2. Matrix powers and stationary distribution
The entry $(P^n)_{ij}$ is the probability of being in state $j$ after $n$ steps, given that you started in state $i$. For a regular finite chain, the rows of $P^n$ converge to the same row: the stationary distribution $\pi$.
3. Mixing, spectral gap, and detailed balance
Different starting distributions can approach stationarity at different speeds, but the slowest visible decay is controlled by the subdominant eigenvalue. The plot uses total variation distance $\|\mu P^n-\pi\|_{\mathrm{TV}}=\frac12\sum_i|\mu_iP^n-\pi_i|$.
Figure 3 shows the race; Figure 3b shows the speed limit. Total-variation distance to $\pi$ decays at worst geometrically, hugging the envelope $|\lambda_2|^n$ set by the subdominant eigenvalue. The spectral gap $1-|\lambda_2|$ is the mixing budget: a wider gap means the chain forgets its starting point sooner.
Detailed balance and reversibility
Stationarity needs only global balance: at every state, total probability flowing in equals total flowing out. Detailed balance is the stronger, pairwise condition — for every pair of states the two directed flows match:
$$ \pi_i\,P_{ij} \;=\; \pi_j\,P_{ji}. $$A chain whose stationary distribution satisfies this is reversible: the sequence of states looks the same run forwards or backwards. Detailed balance implies stationarity — sum both sides over $i$ and use the row-sum $\sum_i P_{ji}=1$ to get $\sum_i \pi_i P_{ij} = \pi_j$, which is exactly $\pi=\pi P$. The converse fails: a chain can hold $\pi$ fixed while probability steadily circulates.

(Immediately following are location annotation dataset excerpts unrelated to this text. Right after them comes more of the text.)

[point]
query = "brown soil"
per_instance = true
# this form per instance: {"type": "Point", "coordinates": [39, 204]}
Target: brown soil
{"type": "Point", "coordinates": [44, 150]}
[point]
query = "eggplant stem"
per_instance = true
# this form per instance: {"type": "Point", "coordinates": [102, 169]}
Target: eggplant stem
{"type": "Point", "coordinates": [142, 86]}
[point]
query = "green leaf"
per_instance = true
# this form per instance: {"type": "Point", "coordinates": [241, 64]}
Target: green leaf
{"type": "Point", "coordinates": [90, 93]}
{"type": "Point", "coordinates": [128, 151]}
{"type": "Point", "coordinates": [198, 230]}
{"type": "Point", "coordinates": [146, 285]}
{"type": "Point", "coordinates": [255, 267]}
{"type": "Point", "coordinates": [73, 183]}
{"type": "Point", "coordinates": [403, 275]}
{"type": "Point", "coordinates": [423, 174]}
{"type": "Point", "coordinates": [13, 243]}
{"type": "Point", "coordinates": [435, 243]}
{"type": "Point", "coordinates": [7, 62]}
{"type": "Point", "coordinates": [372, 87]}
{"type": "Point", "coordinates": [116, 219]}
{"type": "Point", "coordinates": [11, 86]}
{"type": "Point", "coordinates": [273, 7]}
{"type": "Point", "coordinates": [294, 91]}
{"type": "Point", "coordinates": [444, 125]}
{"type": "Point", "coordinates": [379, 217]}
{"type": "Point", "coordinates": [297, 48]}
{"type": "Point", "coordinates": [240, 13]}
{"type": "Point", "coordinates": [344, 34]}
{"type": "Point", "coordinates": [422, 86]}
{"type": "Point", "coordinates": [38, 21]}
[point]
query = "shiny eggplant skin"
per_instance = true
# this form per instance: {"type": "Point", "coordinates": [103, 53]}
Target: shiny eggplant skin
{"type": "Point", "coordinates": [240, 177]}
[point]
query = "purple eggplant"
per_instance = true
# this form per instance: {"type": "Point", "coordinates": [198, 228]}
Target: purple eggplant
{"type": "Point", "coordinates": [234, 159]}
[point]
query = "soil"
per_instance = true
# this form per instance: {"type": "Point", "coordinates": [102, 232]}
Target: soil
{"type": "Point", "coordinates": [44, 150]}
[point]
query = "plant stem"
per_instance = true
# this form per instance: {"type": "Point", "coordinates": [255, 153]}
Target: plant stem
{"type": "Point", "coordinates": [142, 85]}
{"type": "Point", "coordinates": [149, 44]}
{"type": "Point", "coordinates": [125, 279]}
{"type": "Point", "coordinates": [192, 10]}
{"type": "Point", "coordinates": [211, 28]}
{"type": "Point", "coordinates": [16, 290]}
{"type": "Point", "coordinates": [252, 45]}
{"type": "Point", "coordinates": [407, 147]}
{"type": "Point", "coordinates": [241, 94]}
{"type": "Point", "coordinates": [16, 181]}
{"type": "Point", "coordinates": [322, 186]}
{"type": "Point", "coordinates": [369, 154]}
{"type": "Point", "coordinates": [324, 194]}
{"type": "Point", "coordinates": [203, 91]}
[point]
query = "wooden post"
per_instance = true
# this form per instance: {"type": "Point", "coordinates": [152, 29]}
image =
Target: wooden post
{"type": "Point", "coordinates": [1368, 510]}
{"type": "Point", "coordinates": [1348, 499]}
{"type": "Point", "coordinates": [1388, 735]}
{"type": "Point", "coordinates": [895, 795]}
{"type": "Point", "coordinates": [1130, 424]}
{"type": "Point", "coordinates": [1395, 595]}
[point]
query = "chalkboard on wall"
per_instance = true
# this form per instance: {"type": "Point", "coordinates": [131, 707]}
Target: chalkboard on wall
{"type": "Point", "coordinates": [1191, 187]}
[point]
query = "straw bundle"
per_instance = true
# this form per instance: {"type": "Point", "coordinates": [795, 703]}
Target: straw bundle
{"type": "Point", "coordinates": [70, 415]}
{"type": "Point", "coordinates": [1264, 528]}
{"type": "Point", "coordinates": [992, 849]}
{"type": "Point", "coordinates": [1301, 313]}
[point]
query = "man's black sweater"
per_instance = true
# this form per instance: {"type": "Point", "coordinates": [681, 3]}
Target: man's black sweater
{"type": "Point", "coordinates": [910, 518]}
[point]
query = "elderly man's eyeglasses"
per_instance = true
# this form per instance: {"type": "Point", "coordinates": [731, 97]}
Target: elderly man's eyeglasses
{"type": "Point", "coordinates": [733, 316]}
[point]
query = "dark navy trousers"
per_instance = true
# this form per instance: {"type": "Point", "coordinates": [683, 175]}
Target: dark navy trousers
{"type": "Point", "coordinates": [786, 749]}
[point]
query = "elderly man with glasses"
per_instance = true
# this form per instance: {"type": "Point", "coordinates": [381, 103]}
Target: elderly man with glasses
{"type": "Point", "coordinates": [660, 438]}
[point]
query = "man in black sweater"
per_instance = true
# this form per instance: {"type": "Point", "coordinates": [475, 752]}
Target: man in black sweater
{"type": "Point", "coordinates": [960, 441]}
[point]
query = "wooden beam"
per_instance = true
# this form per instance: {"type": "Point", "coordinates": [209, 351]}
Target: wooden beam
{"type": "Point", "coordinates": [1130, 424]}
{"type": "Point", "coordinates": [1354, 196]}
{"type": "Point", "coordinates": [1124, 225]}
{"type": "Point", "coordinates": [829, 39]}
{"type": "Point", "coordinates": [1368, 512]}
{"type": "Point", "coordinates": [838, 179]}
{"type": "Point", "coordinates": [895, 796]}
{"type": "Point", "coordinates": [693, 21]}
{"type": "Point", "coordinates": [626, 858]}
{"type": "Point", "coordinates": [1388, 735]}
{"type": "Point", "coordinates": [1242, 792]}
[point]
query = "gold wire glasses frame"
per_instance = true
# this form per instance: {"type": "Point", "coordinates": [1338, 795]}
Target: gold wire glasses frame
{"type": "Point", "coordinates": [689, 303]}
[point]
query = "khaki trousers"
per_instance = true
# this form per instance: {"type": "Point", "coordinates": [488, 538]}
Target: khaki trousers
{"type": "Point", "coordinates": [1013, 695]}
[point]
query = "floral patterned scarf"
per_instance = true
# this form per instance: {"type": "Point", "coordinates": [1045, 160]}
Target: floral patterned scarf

Figure 3c draws each directed flow $\pi_i P_{ij}$ as a moving stream of probability. For a three-state chain at stationarity the net flow on every edge is forced to one shared value $J$, the circulation. Symmetrize flow drives $J$ to zero: opposing streams match, every edge is a wash, the chain is reversible. Add circulation builds a chain that is still stationary — inflow still equals outflow at every node — yet probability cycles $A\to B\to C\to A$ forever. Global balance holds in both cases; detailed balance is the extra structure the second chain lacks.
That extra structure is what makes MCMC work. Detailed balance is sufficient but not necessary for stationarity, and it is local: you can engineer a transition rule one edge at a time from $\pi$ alone, never solving $\pi=\pi P$ globally. Every Metropolis-style sampler on the Monte Carlo & Bayesian Sampling page is constructed exactly this way.
4. Recurrence, transience, and absorption
In an absorbing chain, some states trap mass forever. Gambler's ruin is the clean example: a fortune walks up or down until it hits 0 or $N$, and both endpoints are absorbing.
5. Periodicity
An irreducible chain can fail to converge if it is periodic. A two-state chain that always alternates has period 2: $P^n$ flips forever. Cesaro averages $\frac1N\sum_{n\lt N}P^n$ still converge to stationarity.
6. Continuous-time chains
A continuous-time Markov chain uses a rate matrix $Q$. Off-diagonal entries $Q_{ij}$ are jump rates, rows sum to zero, and the holding time in state $i$ is exponential with rate $-Q_{ii}=\sum_{j\neq i}Q_{ij}$. Conditional on leaving, the embedded discrete jump chooses $j$ with probability $Q_{ij}/(-Q_{ii})$.